Per quanto appassionante, la ricostruzione di questo tracciato, nella geografia poetica italo-francese così mobile, non è certo esente da lacune. Ci riferiamo ai nomi che nostro malgrado potranno essere rimasti fuori, della cui assenza restiamo le sole responsabili; al mancato equilibrio di genere, che forse sottolinea ancora una volta “l’invisibilità” sociale a cui vengono costrette le scrittrici e la conseguente difficoltà nel registrarle; agli inevitabili vincoli e politiche editoriali, infine, che obbligano a una serie di sacrifici e riallineamenti indipendenti dalla nostra volontà. Pensiamo in particolare a Anna Milani, poeta italiana di espressione francese e italiana, residente a Montpellier dal 2004, di cui siamo venute a conoscenza troppo tardi, a bozze consegnate, e per puro caso, passeggiando tra gli stand del Marché de la Poésie di Parigi.

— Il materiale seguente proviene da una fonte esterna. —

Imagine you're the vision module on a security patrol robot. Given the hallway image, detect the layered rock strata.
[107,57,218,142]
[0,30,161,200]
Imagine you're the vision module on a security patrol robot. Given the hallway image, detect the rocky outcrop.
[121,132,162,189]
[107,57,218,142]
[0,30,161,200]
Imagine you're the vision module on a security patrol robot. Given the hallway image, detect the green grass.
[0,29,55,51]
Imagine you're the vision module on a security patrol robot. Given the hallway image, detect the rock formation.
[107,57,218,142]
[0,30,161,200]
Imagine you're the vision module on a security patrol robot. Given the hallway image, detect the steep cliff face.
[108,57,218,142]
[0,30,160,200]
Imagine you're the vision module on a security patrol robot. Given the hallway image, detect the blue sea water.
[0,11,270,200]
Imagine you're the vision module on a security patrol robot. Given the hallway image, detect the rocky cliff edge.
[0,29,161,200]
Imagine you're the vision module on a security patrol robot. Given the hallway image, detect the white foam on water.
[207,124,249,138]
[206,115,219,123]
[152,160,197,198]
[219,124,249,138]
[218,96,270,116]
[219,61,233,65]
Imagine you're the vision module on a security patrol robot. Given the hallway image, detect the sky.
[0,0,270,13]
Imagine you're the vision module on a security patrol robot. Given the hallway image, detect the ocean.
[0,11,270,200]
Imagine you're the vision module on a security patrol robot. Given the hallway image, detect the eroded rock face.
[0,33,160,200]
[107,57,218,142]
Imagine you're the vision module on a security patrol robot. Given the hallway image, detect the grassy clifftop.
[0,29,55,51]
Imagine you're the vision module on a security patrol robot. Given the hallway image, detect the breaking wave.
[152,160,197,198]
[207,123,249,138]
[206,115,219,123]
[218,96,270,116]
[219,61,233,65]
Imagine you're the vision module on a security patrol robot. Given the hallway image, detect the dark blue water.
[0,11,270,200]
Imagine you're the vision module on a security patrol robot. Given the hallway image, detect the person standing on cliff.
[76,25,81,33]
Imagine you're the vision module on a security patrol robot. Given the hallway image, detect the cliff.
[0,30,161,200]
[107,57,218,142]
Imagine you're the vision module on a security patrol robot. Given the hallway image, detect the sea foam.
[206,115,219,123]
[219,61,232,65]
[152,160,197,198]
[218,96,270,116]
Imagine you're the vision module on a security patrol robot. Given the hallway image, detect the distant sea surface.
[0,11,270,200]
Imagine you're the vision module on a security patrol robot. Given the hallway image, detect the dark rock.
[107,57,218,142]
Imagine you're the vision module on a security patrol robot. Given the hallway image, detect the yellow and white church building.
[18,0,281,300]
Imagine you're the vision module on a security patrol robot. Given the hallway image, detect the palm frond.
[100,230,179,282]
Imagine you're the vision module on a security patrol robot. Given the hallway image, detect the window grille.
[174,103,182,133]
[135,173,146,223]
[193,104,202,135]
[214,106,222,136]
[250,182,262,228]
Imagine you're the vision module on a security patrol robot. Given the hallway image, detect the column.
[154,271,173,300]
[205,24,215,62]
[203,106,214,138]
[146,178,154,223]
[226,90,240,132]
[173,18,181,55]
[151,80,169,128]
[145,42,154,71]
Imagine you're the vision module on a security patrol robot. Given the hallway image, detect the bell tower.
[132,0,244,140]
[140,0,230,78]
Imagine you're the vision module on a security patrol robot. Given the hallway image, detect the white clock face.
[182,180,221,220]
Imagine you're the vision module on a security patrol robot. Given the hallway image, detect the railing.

Le “voci” poetiche riunite nel volume sono molto diverse fra loro: la loro provenienza da un’area linguistica e culturale ben precisa, quella francese, conferisce loro dei tratti comuni? O sono piuttosto riconoscibili dei legami (di stile, di poetica…) con le maggiori esperienze poetiche italiane degli ultimi decenni?
Ilena Antici e Monica Battisti. Senza dubbio è difficile riconoscere dei tratti comuni tra i venticinque poeti antologizzati, e individuare una linea che sia “tipicamente” italo-francese, influenzata da precise aree di appartenenza. Globalmente ci sembra che i tributi alla tradizione poetica italiana siano maggiormente presenti e visibili, e che i nostri poeti strizzino l’occhio tanto al filone sperimentale secondonovecentesco (come Inglese) che agli autori più classici del Novecento, in particolare Montale e Ungaretti (ben presente in Gabellone, Pizzi) – oltre ad alcune voci isolate perfettamente riconoscibili (come Campana in Mileschi, Cavalli in Bergamin). Non mancano poeti che riprendono strutture tradizionali come ballate e sonetti, innovandole in modo sorprendente e originale (pensiamo ai testi in rima di Petrosino, Bruschi e Lanfranchi). Alcuni poeti-traduttori, poi, sono forse stati influenzati dagli stessi poeti che andavano traducendo: così sospettiamo per esempio per gli echi danteschi in Vegliante. Gli esponenti delle generazioni più giovani, che spesso hanno vissuto anche in altri Paesi, ci sembrano invece maggiormente aperti a influenze straniere, in certi casi di natura extraletteraria: Cava e Stera, in particolare, sperimentano una commistione di arti dal respiro europeo e internazionale.
Ad ogni modo il discorso delle provenienze letterarie è lungo e complesso, e andrà approfondito in altre sedi anche alla luce degli spunti che Ugo Fracassa ha sviluppato nella sua postfazione al volume.
Segnaliamo comunque che in moltissimi poeti agisce e vive il “mito di Parigi” così come è stato tramandato dalla linea poetica francese che va da Baudelaire e Apollinaire a Céline e Prévert, a sua volta filtrata e trasmessa da alcuni poeti italiani del Novecento, come Caproni che dichiara, ci sembra per tutti, «Non c’ero mai stato. / M’accorgo che c’ero nato» (Constatazione).